By Gary Biller, NMA Executive Director
In an email to supporters on November 12, 2010, Laura Dean-Mooney of MADD (Mothers Against Drunk Drivers) promoted a program that would install an ignition interlock device in every new vehicle. Under such a program, every driver — not just those with prior convictions — would have to pass a blood alcohol content (BAC) test every time they wanted to start their car to go anywhere.
This program has the appealing acronym — much more so than IID for ignition interlock devices — of DADSS, or Driver Alcohol Detection System for Safety.
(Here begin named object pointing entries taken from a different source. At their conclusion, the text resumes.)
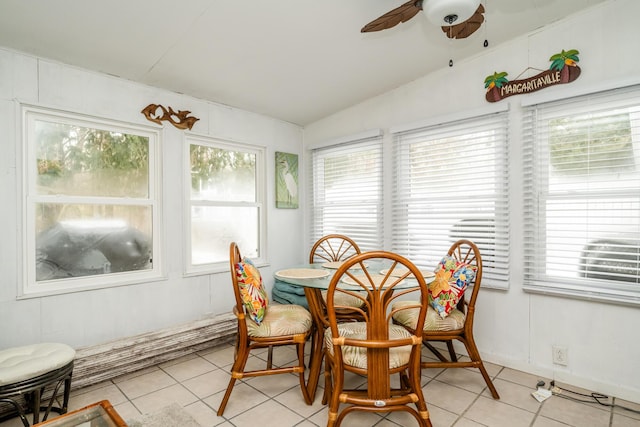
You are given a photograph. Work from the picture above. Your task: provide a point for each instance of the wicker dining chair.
(375, 348)
(452, 321)
(334, 248)
(261, 325)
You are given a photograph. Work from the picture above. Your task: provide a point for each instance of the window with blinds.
(451, 183)
(582, 196)
(347, 192)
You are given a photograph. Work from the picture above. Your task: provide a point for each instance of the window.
(347, 192)
(90, 203)
(226, 190)
(582, 177)
(451, 183)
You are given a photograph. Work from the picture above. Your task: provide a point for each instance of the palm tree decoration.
(497, 80)
(562, 61)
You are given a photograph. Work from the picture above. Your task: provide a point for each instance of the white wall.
(92, 317)
(515, 328)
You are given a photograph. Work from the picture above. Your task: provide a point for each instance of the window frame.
(353, 144)
(490, 130)
(537, 193)
(191, 269)
(29, 287)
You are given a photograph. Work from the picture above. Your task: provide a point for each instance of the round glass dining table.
(315, 278)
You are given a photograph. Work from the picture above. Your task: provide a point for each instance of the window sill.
(617, 297)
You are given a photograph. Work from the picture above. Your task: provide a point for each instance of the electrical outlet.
(560, 355)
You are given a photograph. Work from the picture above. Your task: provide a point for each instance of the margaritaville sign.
(564, 69)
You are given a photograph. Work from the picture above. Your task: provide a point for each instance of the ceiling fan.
(458, 18)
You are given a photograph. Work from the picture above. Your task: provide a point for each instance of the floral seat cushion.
(357, 356)
(433, 321)
(252, 291)
(449, 285)
(281, 319)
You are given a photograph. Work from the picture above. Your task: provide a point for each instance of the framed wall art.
(286, 180)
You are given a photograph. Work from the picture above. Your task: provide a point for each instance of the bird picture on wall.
(286, 180)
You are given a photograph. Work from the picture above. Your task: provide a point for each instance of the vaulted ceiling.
(295, 60)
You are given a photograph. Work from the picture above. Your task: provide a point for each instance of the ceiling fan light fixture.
(449, 12)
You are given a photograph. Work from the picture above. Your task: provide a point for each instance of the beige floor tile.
(203, 414)
(242, 399)
(267, 414)
(274, 385)
(547, 422)
(178, 360)
(574, 413)
(622, 421)
(464, 378)
(627, 409)
(522, 378)
(220, 356)
(494, 413)
(152, 402)
(439, 417)
(448, 397)
(146, 383)
(294, 400)
(207, 384)
(465, 422)
(108, 391)
(189, 368)
(127, 411)
(514, 394)
(135, 374)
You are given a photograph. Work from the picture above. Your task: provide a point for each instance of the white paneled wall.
(515, 328)
(94, 317)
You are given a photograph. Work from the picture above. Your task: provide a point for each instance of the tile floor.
(455, 397)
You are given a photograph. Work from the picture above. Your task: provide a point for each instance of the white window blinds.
(347, 192)
(582, 196)
(451, 182)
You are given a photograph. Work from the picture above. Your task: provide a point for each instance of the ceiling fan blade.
(394, 17)
(466, 28)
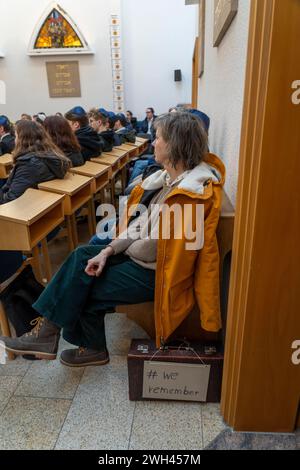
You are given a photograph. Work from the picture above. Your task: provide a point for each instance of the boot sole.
(85, 364)
(37, 354)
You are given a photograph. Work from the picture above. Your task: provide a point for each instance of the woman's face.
(161, 149)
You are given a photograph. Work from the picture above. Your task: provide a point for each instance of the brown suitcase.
(145, 350)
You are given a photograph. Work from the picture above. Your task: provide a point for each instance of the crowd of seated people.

When you read or hear about DADSS, terms like “unobtrusive,” and “passive,” and “non-invasive” will be used to describe an ignition interlock device that is anything but.
MADD has endorsed ignition interlocks for quite some time, despite the proven unreliability of the devices and despite well-documented data from a California DMV study that showed first-time DUI offenders with interlocks on their cars had higher subsequent accident rates than first offenders without the device. People who have been convicted of drinking and driving violations are typically reluctant to speak out in opposition to heavy-handed enforcement and onerous penalties, yet the NMA forums are dominated by frustrated victims of ignition interlock devices gone wrong.
It is debatable that ignition interlock devices prevent accidents or save lives. The devices provide inconsistent results and are easily circumvented in their current form. The cost of installation and monthly data maintenance is significant for the vehicle owner.
So why is MADD on a crusade to not only promote IIDs for all drivers with DUI convictions, but also to push for the acceptance of a Draconian program like DADSS? (If you think that “Draconian” is too strong of a description, imagine a society that would require every driver to think twice about partaking in even the smallest levels of alcohol intake for fear that they won’t be able to use their car to get where they need to go.)
The most likely explanation to that key question: follow the money.
To help find the answer to that question, the National Motorists Association is offering $1000 to the first person who can provide solid documentation that MADD is receiving significant funding from manufacturers of ignition interlock devices, principals in these companies, or intermediaries who are acting as conduits to funnel money to MADD.
It is difficult to fathom any other reason for the aggressive promotion of such a counterproductive, intrusive, and wasteful public policy.